Genedrive (GDR) stock up as it seeks UK Covid test approval
12:34, 22 December 2021
Genedrive saw its stock rise 25.45% on Thursday morning on the London Stock Exchange after the UK company announced that it had filed for approval of its Covid-19 test device.
It highlighted that the Genedrive COV19-ID kit is a rapid molecular diagnostic test that delivers positive results in as little as 7 minutes 30 seconds – and negative results in 17 minutes.
“It utilises reverse-transcription loop mediated isothermal amplification (RT-LAMP) and a proprietary buffer formulation to achieve rapid results without requirement for user viral extraction steps,” the company said in a statement on Wednesday.
“Performed directly from a mid-turbinate nasal swab, the assay targets the ORF1ab and N genes of the SARS-CoV-2 genome, adding robustness against emerging SARS-CoV-2 variants.”
Certification hopes revealed last month
The molecular diagnostics company first announced on 29 November this year that it had submitted an application for CE-IVD certification for its Genedrive COV19-ID Kit – and said the expanded product validation requirements have now been completed.

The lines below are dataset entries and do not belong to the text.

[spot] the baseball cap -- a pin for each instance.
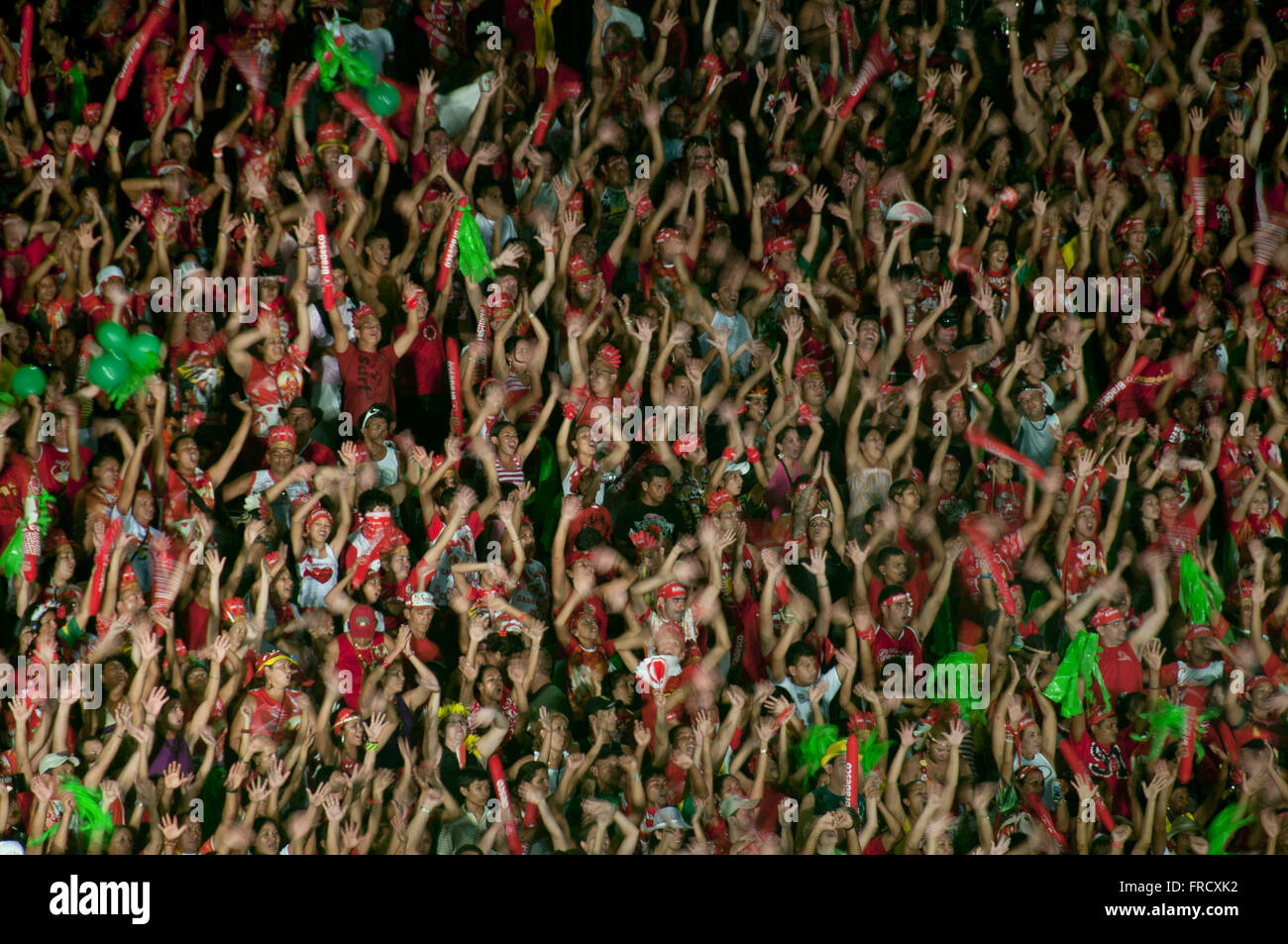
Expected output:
(377, 410)
(362, 622)
(301, 403)
(1098, 713)
(106, 273)
(732, 803)
(671, 591)
(670, 818)
(601, 703)
(344, 716)
(281, 438)
(55, 760)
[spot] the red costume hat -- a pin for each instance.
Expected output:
(331, 136)
(362, 622)
(281, 438)
(235, 609)
(1107, 614)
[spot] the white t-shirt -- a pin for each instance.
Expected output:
(800, 693)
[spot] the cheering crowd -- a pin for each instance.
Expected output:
(375, 554)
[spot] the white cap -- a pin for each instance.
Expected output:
(106, 273)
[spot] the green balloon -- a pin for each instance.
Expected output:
(384, 99)
(112, 338)
(108, 371)
(27, 381)
(360, 67)
(145, 351)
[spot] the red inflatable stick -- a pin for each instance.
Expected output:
(996, 447)
(454, 384)
(1080, 768)
(876, 63)
(502, 794)
(1265, 243)
(369, 119)
(542, 124)
(1198, 193)
(141, 42)
(301, 85)
(1109, 395)
(851, 772)
(988, 554)
(29, 29)
(1038, 810)
(848, 39)
(1185, 754)
(325, 261)
(98, 577)
(180, 80)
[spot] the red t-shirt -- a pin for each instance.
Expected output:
(1120, 666)
(887, 647)
(13, 492)
(428, 357)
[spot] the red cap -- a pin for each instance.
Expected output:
(343, 717)
(362, 622)
(1107, 614)
(281, 438)
(235, 609)
(671, 591)
(1098, 715)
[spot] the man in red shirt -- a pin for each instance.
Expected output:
(1121, 647)
(368, 369)
(25, 245)
(303, 417)
(62, 463)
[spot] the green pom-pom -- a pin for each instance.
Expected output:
(1201, 595)
(874, 751)
(1223, 827)
(814, 745)
(472, 259)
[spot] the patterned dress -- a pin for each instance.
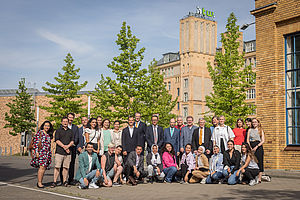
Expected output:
(45, 153)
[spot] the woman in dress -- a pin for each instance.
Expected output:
(92, 134)
(41, 150)
(256, 139)
(240, 133)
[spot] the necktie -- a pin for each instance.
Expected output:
(200, 136)
(155, 136)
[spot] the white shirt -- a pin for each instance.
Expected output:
(130, 130)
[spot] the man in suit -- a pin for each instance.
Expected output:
(202, 137)
(129, 137)
(75, 130)
(81, 139)
(154, 134)
(187, 133)
(134, 167)
(141, 126)
(172, 135)
(87, 175)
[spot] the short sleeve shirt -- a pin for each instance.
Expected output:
(65, 136)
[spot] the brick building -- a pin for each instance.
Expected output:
(278, 80)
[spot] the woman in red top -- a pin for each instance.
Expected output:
(240, 133)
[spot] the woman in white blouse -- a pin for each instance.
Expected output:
(222, 134)
(92, 134)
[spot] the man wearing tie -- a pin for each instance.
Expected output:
(172, 135)
(202, 137)
(154, 134)
(141, 127)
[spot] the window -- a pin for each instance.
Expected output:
(250, 94)
(292, 73)
(185, 112)
(186, 83)
(185, 98)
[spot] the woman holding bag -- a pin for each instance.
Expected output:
(41, 150)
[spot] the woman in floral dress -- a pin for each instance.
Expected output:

As a result, the company has filed for approval to sell the product in the UK under the new Coronavirus Test Device Approvals (CTDA) regulations.
“The expanded clinical validation sample cohort required for CTDA approval was referenced against the Thermo Fisher TaqPath Covid-19 RT-PCR test. In the 264 samples, specificity was 98%, and sensitivity was 98% in samples with viral load 500 copies per millilitre,” it said in a statement.
“This cohort included samples of confirmed Omicron variant, all of which were successfully detected. The sensitivity and specificity of the Genedrive COV19-ID assay on the entire cohort met the current requirements of the UK’s MHRA target product profile for SARS-CoV-2 point-of-care molecular diagnostic tests,” it added.
Company comments on the approval filing
David Budd, CEO of Manchester-based Genedrive (GDR), commented: “CTDA performance data builds on the data already generated for CE certification, and demonstrates that the product meets the expanded UK requirements for point-of-pare COVID-19 molecular tests.
“The next milestone is approval by the Department of Health and Social Care, however, no assured timeline is provided on how long the review under CTDA regulations will take, given a current backlog in its reviews.
“We have confidence in our data and the application is another positive step that allows us now to progress UK focused commercial discussions.”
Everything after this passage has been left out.